2.制作交易收盘价走势图：JSON 格式

（1）下载收盘价数据

收盘价数据文件位于https://raw.githubusercontent.com/muxuezi/btc/master/btc_close_2017.json。

复制代码

[
{
"date": "2017-01-01",
"month": "01",
"week": "52",
"weekday": "Sunday",
"close": "6928.6492"
},
--snip--
{
"date": "2017-12-12",
"month": "12",
"week": "50",
"weekday": "Tuesday",
"close": "113732.6745"
}
]

这个文件实际上就是一个很长的Python列表，其中每个元素都是一个包含五个键的字典：统计日期、月份、周数、周几以及收盘价。由于2017年1月1日是周日，作为2017年的第一周实在太短，因此将其计入2016年的第52周。于是2017年的第一周是从2017年1月2日（周一）开始的。

也可以使用函数urlopen来下载数据

python 复制代码

from urllib.request import urlopen
import json

json_url ='https://raw.githubusercontent.com/muxuezi/btc/master/btc_close_2017.json'
response = urlopen(json_url)
# 读取数据
req = response.read()
# 将数据写入文件
with open('btc_close_2017_urllib.json','wb') as f:
    f.write(req)
# 加载json格式
file_urllib = json.loads(req)
print(file_urllib)

我们的btc_close_2017.json文件放在GitHub网站上，urlopen(json_url)是将json_url网址传入urlopen函数。这行代码执行后， Python就会向GitHub的服务器发送请求。GitHub的服务器响应请求后把btc_close_2017.json文件发送给Python，之后用response.read()就可以读取文件数据。这时，可以将文件数据保存到文件夹中。最后，我们用函数json.load()将文件内容转换成Python能够处理的格式，与前面直接下载的文件内容一致。

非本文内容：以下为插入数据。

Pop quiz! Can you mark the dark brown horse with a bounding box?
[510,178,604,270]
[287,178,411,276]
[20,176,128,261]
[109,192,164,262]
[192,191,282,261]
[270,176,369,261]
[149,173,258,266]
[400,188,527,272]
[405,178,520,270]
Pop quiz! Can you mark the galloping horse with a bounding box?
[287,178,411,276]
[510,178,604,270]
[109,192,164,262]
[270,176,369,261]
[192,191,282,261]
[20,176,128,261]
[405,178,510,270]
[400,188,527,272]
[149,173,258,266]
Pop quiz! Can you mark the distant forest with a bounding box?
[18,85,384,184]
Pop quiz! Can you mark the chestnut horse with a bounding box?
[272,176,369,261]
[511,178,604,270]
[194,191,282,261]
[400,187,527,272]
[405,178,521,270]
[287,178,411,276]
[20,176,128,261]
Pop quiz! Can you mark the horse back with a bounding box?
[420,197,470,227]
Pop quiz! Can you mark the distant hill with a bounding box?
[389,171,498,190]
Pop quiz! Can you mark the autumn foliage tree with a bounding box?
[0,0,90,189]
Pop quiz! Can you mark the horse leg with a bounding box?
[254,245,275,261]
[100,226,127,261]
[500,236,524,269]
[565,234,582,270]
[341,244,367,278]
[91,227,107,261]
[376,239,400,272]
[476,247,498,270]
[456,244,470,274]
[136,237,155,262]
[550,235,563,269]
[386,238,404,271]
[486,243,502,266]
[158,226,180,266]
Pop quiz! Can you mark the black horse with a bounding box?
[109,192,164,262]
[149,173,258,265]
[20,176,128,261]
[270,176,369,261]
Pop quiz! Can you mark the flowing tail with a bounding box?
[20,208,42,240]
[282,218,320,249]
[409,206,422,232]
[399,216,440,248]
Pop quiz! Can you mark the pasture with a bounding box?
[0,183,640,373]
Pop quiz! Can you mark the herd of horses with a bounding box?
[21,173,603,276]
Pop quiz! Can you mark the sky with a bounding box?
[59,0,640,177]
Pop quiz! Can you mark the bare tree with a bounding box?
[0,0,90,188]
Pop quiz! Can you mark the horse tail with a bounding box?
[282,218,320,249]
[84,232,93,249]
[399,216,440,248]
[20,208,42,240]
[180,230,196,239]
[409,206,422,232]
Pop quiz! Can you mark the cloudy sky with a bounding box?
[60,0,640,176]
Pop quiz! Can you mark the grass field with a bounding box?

函数urlopen的代码稍微复杂一些，第三方模块requests封装了许多常用的方法，让数据下载和读取方式变得非常简单

python 复制代码

import requests

json_url ='https://raw.githubusercontent.com/muxuezi/btc/master/btc_close_2017.json'
req = requests.get(json_url)
# 将数据写入文件
with open('btc_close_2017_request.json','w') as f:
 f.write(req.text)
file_requests = req.json()

requests通过get方法向GitHub服务器发送请求。GitHub服务器响应请求后，返回的结果存储在req变量中。req.text属性可以直接读取文件数据，返回格式是字符串。另外，直接用req.json()就可以将btc_close_2017.json文件的数据转换成Python列表file_requests。

（2）提取相关的数据

python 复制代码

import json

file_name='btc_close_2017.json'
with open(file_name,'r') as f:
    data=json.load(f)
    print(type(data))
for data_row in data:
    print(type(data_row))
    date=data_row['date']
    month=data_row['month']
    week=data_row['week']
    weekday=data_row['weekday']
    close=data_row['close']
    print("{} is month {} week {}, {}, the close price is {}RMB".format(date, month, week, weekday, close))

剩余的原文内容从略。